Most hedge fund firms have been on the opposite bet from retail traders thus the huge rallies as shorts get squeezed. For years, hedge fund analysts have called shots in Wall Street but 2021 has caught up with their entrenched behaviors. Losses have been reported to be in billions as they try to purchase stocks before the expiry of their bets.

Such volatility has not been experienced in the stock market for the past few years, with the exceptions of Tesla Inc (NASDAQ: TSLA) stocks. The volatility of more than 10% a day is mostly attributed to the crypto market that is marred with ‘crazy’ speculation.

For the purpose of clarity, a banana analogy might help clarify the recent Wall Street happenings. Let’s assume that five bananas cost $10 in the market, and Tom has five bananas.
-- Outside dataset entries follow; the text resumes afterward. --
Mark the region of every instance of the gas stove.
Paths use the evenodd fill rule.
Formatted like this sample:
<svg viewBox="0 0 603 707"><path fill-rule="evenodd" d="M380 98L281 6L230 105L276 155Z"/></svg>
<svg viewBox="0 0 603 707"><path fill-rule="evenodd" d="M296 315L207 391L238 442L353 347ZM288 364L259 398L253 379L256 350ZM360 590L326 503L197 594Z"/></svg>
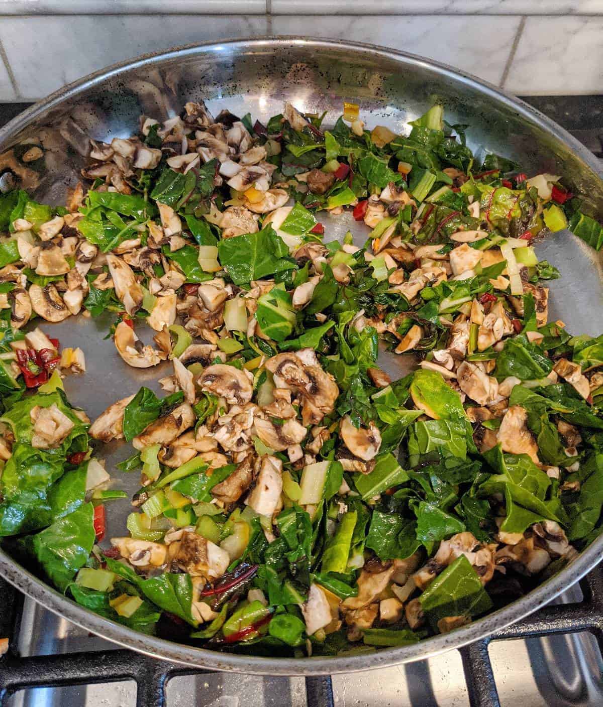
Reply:
<svg viewBox="0 0 603 707"><path fill-rule="evenodd" d="M603 96L524 99L603 162ZM28 104L0 105L0 124ZM487 640L331 677L194 670L120 648L0 580L0 707L600 707L603 569Z"/></svg>

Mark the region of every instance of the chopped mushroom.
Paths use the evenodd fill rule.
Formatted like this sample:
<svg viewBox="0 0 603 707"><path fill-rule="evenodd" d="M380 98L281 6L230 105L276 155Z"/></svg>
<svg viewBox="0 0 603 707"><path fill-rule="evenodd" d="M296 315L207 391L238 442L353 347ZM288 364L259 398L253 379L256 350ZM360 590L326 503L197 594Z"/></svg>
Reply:
<svg viewBox="0 0 603 707"><path fill-rule="evenodd" d="M130 395L122 398L101 412L88 431L90 436L102 442L123 439L124 411L133 397L134 395Z"/></svg>
<svg viewBox="0 0 603 707"><path fill-rule="evenodd" d="M234 366L216 363L208 366L199 375L195 382L202 390L214 393L224 398L227 402L234 404L249 402L253 395L246 370L239 370Z"/></svg>
<svg viewBox="0 0 603 707"><path fill-rule="evenodd" d="M74 423L53 403L50 407L36 405L31 411L33 435L31 445L38 449L54 449L74 428Z"/></svg>
<svg viewBox="0 0 603 707"><path fill-rule="evenodd" d="M260 515L272 517L280 506L282 492L282 462L276 457L262 457L258 480L247 505Z"/></svg>
<svg viewBox="0 0 603 707"><path fill-rule="evenodd" d="M299 608L306 621L308 636L313 636L318 629L331 624L332 617L329 603L324 592L314 582L310 585L307 600Z"/></svg>
<svg viewBox="0 0 603 707"><path fill-rule="evenodd" d="M142 304L143 292L132 268L113 253L107 253L107 264L117 298L129 315L136 314Z"/></svg>
<svg viewBox="0 0 603 707"><path fill-rule="evenodd" d="M574 363L567 358L560 358L553 366L558 375L570 384L585 399L590 395L590 384L582 374L580 363Z"/></svg>
<svg viewBox="0 0 603 707"><path fill-rule="evenodd" d="M355 457L369 462L379 454L381 434L371 421L369 426L356 428L349 415L345 415L339 425L339 433L345 446Z"/></svg>
<svg viewBox="0 0 603 707"><path fill-rule="evenodd" d="M527 427L527 412L520 405L512 405L505 413L496 436L503 452L527 454L540 464L538 444Z"/></svg>
<svg viewBox="0 0 603 707"><path fill-rule="evenodd" d="M134 368L149 368L166 358L151 346L144 346L125 322L120 322L115 327L113 341L117 353Z"/></svg>
<svg viewBox="0 0 603 707"><path fill-rule="evenodd" d="M34 312L47 322L62 322L71 314L53 284L45 287L32 285L29 298Z"/></svg>

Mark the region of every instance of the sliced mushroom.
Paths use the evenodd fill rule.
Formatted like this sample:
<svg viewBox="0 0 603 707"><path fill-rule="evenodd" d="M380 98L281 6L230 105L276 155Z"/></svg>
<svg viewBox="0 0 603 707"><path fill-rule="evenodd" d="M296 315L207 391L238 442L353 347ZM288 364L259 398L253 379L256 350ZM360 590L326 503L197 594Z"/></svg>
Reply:
<svg viewBox="0 0 603 707"><path fill-rule="evenodd" d="M282 492L282 462L276 457L262 457L258 481L247 499L247 505L260 515L272 518L280 506Z"/></svg>
<svg viewBox="0 0 603 707"><path fill-rule="evenodd" d="M123 439L124 411L133 397L134 395L130 395L122 398L101 412L88 431L90 436L102 442Z"/></svg>
<svg viewBox="0 0 603 707"><path fill-rule="evenodd" d="M64 225L65 219L62 216L54 216L40 226L38 235L42 240L50 240L61 233L61 229Z"/></svg>
<svg viewBox="0 0 603 707"><path fill-rule="evenodd" d="M29 298L34 312L47 322L62 322L71 314L52 284L45 287L32 285L29 288Z"/></svg>
<svg viewBox="0 0 603 707"><path fill-rule="evenodd" d="M214 393L233 404L249 402L253 395L253 386L247 371L226 363L209 366L199 375L195 382L202 390Z"/></svg>
<svg viewBox="0 0 603 707"><path fill-rule="evenodd" d="M113 253L107 253L107 264L117 298L123 303L129 315L136 314L142 304L144 295L132 268Z"/></svg>
<svg viewBox="0 0 603 707"><path fill-rule="evenodd" d="M144 346L125 322L120 322L117 325L113 341L117 353L133 368L149 368L166 358L165 354L160 355L151 346Z"/></svg>
<svg viewBox="0 0 603 707"><path fill-rule="evenodd" d="M540 464L538 445L527 426L527 412L520 405L512 405L505 413L496 437L503 452L527 454L534 464Z"/></svg>
<svg viewBox="0 0 603 707"><path fill-rule="evenodd" d="M160 204L159 201L157 201L157 208L159 209L159 217L161 219L163 235L171 236L181 233L182 221L173 209L166 204Z"/></svg>
<svg viewBox="0 0 603 707"><path fill-rule="evenodd" d="M274 374L277 387L289 388L302 395L304 424L316 425L333 411L339 389L333 376L323 370L318 361L309 365L304 363L309 352L315 359L313 349L302 349L272 356L266 361L266 368Z"/></svg>
<svg viewBox="0 0 603 707"><path fill-rule="evenodd" d="M488 405L498 397L498 381L476 363L464 361L456 369L459 387L478 405Z"/></svg>
<svg viewBox="0 0 603 707"><path fill-rule="evenodd" d="M52 403L49 407L36 406L31 411L33 435L31 445L37 449L55 449L74 428L72 420Z"/></svg>
<svg viewBox="0 0 603 707"><path fill-rule="evenodd" d="M31 300L27 291L16 288L8 293L11 305L11 326L15 329L24 327L31 317Z"/></svg>
<svg viewBox="0 0 603 707"><path fill-rule="evenodd" d="M180 540L168 546L170 559L193 577L215 579L230 564L229 554L194 531L185 530Z"/></svg>
<svg viewBox="0 0 603 707"><path fill-rule="evenodd" d="M212 489L212 496L229 505L234 503L251 485L253 478L253 455L248 455L223 481Z"/></svg>
<svg viewBox="0 0 603 707"><path fill-rule="evenodd" d="M379 454L381 448L381 434L375 423L356 428L349 415L345 415L339 425L339 433L343 443L355 457L369 462Z"/></svg>
<svg viewBox="0 0 603 707"><path fill-rule="evenodd" d="M259 228L258 217L244 206L229 206L222 214L219 226L222 229L222 238L256 233Z"/></svg>
<svg viewBox="0 0 603 707"><path fill-rule="evenodd" d="M176 301L178 297L171 295L161 295L149 315L147 322L156 332L161 332L164 327L171 327L176 321Z"/></svg>
<svg viewBox="0 0 603 707"><path fill-rule="evenodd" d="M269 189L259 201L251 202L246 197L245 206L254 214L268 214L284 206L289 201L289 193L284 189Z"/></svg>
<svg viewBox="0 0 603 707"><path fill-rule="evenodd" d="M184 399L193 404L195 402L195 385L193 382L193 373L185 368L178 358L174 358L173 363L176 380L180 390L184 392Z"/></svg>
<svg viewBox="0 0 603 707"><path fill-rule="evenodd" d="M275 452L284 452L291 445L299 444L306 437L306 428L294 418L275 425L261 417L255 419L255 433L260 439Z"/></svg>
<svg viewBox="0 0 603 707"><path fill-rule="evenodd" d="M171 445L176 439L195 424L196 418L193 408L185 402L174 408L167 415L157 418L143 432L132 440L136 449L144 449L151 444Z"/></svg>
<svg viewBox="0 0 603 707"><path fill-rule="evenodd" d="M590 395L590 384L582 372L580 363L574 363L567 358L560 358L553 366L553 370L566 380L585 399Z"/></svg>

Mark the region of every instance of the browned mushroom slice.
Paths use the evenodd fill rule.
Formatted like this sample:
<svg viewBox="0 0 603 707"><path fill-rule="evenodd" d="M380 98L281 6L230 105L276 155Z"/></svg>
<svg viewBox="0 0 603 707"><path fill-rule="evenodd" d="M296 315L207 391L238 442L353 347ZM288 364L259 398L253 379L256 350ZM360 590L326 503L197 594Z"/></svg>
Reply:
<svg viewBox="0 0 603 707"><path fill-rule="evenodd" d="M195 423L195 413L188 403L183 403L171 412L158 418L132 440L136 449L144 449L151 444L166 446L171 444L183 432Z"/></svg>
<svg viewBox="0 0 603 707"><path fill-rule="evenodd" d="M234 404L249 402L253 395L253 377L246 370L239 370L234 366L217 363L207 368L197 378L197 385L208 392L214 393Z"/></svg>
<svg viewBox="0 0 603 707"><path fill-rule="evenodd" d="M52 284L45 287L32 285L29 288L29 298L34 312L47 322L62 322L71 314Z"/></svg>
<svg viewBox="0 0 603 707"><path fill-rule="evenodd" d="M124 411L133 397L133 395L130 395L126 398L122 398L101 412L88 431L90 436L103 442L122 439Z"/></svg>

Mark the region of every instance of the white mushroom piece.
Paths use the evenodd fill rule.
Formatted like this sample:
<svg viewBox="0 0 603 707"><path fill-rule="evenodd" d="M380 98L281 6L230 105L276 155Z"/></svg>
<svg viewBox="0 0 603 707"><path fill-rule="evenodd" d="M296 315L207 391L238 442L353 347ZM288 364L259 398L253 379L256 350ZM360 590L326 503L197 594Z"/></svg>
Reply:
<svg viewBox="0 0 603 707"><path fill-rule="evenodd" d="M534 464L540 464L538 444L527 426L527 412L520 405L512 405L505 413L496 438L503 452L527 454Z"/></svg>
<svg viewBox="0 0 603 707"><path fill-rule="evenodd" d="M229 477L214 486L212 496L226 505L239 501L251 485L253 478L253 455L248 455Z"/></svg>
<svg viewBox="0 0 603 707"><path fill-rule="evenodd" d="M34 312L47 322L62 322L71 314L53 284L32 285L29 298Z"/></svg>
<svg viewBox="0 0 603 707"><path fill-rule="evenodd" d="M184 399L192 405L195 402L195 385L193 382L193 373L184 366L179 359L174 358L172 363L174 365L174 374L178 385L184 393Z"/></svg>
<svg viewBox="0 0 603 707"><path fill-rule="evenodd" d="M258 217L244 206L229 206L222 214L219 226L222 229L222 238L256 233L259 229Z"/></svg>
<svg viewBox="0 0 603 707"><path fill-rule="evenodd" d="M339 433L348 449L360 459L369 462L379 454L381 434L372 421L368 427L354 426L349 415L345 415L339 425Z"/></svg>
<svg viewBox="0 0 603 707"><path fill-rule="evenodd" d="M53 403L50 407L36 405L30 413L33 422L31 445L37 449L54 449L74 428L74 423Z"/></svg>
<svg viewBox="0 0 603 707"><path fill-rule="evenodd" d="M162 332L165 327L171 327L176 322L176 293L159 295L157 301L147 319L147 322L156 332Z"/></svg>
<svg viewBox="0 0 603 707"><path fill-rule="evenodd" d="M260 515L272 518L281 505L282 462L276 457L262 457L260 473L247 498L247 505Z"/></svg>
<svg viewBox="0 0 603 707"><path fill-rule="evenodd" d="M152 346L144 346L125 322L120 322L115 327L113 341L117 353L133 368L149 368L166 358Z"/></svg>
<svg viewBox="0 0 603 707"><path fill-rule="evenodd" d="M159 218L161 220L163 235L171 236L181 233L182 221L173 209L166 204L160 204L159 201L157 201L157 208L159 209Z"/></svg>
<svg viewBox="0 0 603 707"><path fill-rule="evenodd" d="M306 428L294 418L285 420L282 425L275 425L270 420L255 417L255 433L266 446L275 452L284 452L292 445L299 444L306 437Z"/></svg>
<svg viewBox="0 0 603 707"><path fill-rule="evenodd" d="M560 358L553 366L555 373L566 380L585 399L590 395L590 384L582 372L580 363Z"/></svg>
<svg viewBox="0 0 603 707"><path fill-rule="evenodd" d="M464 361L456 369L459 387L478 405L488 405L498 397L498 381L477 364Z"/></svg>
<svg viewBox="0 0 603 707"><path fill-rule="evenodd" d="M170 559L193 577L215 579L230 564L226 550L194 531L185 530L179 540L170 543L168 552Z"/></svg>
<svg viewBox="0 0 603 707"><path fill-rule="evenodd" d="M331 622L333 617L326 596L321 588L314 583L310 585L307 600L300 604L299 608L306 621L308 636L312 636Z"/></svg>
<svg viewBox="0 0 603 707"><path fill-rule="evenodd" d="M333 376L323 370L313 349L278 354L266 361L266 368L274 375L277 388L289 388L301 395L304 425L317 425L333 412L339 388Z"/></svg>
<svg viewBox="0 0 603 707"><path fill-rule="evenodd" d="M289 193L284 189L269 189L258 201L250 201L246 197L245 206L254 214L268 214L284 206L289 201Z"/></svg>
<svg viewBox="0 0 603 707"><path fill-rule="evenodd" d="M136 540L133 537L112 537L111 544L135 567L161 567L167 559L168 548L159 542Z"/></svg>
<svg viewBox="0 0 603 707"><path fill-rule="evenodd" d="M145 427L134 438L132 445L135 449L144 449L151 444L167 446L192 427L195 419L193 408L188 402L184 402Z"/></svg>
<svg viewBox="0 0 603 707"><path fill-rule="evenodd" d="M29 295L26 290L18 287L8 293L7 300L11 305L11 326L14 329L21 329L31 318Z"/></svg>
<svg viewBox="0 0 603 707"><path fill-rule="evenodd" d="M122 398L101 412L88 431L90 436L101 442L123 439L124 411L133 397L134 395L129 395Z"/></svg>
<svg viewBox="0 0 603 707"><path fill-rule="evenodd" d="M202 390L225 398L231 404L241 405L251 399L252 380L246 370L239 370L226 363L216 363L200 373L195 382Z"/></svg>
<svg viewBox="0 0 603 707"><path fill-rule="evenodd" d="M117 299L123 303L129 315L135 314L142 304L143 292L134 271L126 262L113 253L107 253L107 264Z"/></svg>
Jerry asks to borrow five bananas from Tom a bit and instead sells the five bananas thinking the price will go down (shorting). In his mind, Jerry thinks he can later buy the five bananas at a cheaper price to return to Tom and make profits from the difference.

Tom notices Jerry’s mindset and purchases the five bananas until Jerry has nowhere to buy from and returns the borrowed bananas. As Jerry is forced to buy from Tom who is holding them without selling, the price of the bananas is forced to skyrocket making huge profits for Tom and immense losses for Jerry. In that analogy, Tom can be viewed as the retail traders while Jerry as the Hedge fund managers.

Meanwhile, It is anticipated as the market opens later today, Virgin Galactic, Palantir, Kodak, Genius Brands stocks will continue with the rally as observed with GameStop stocks.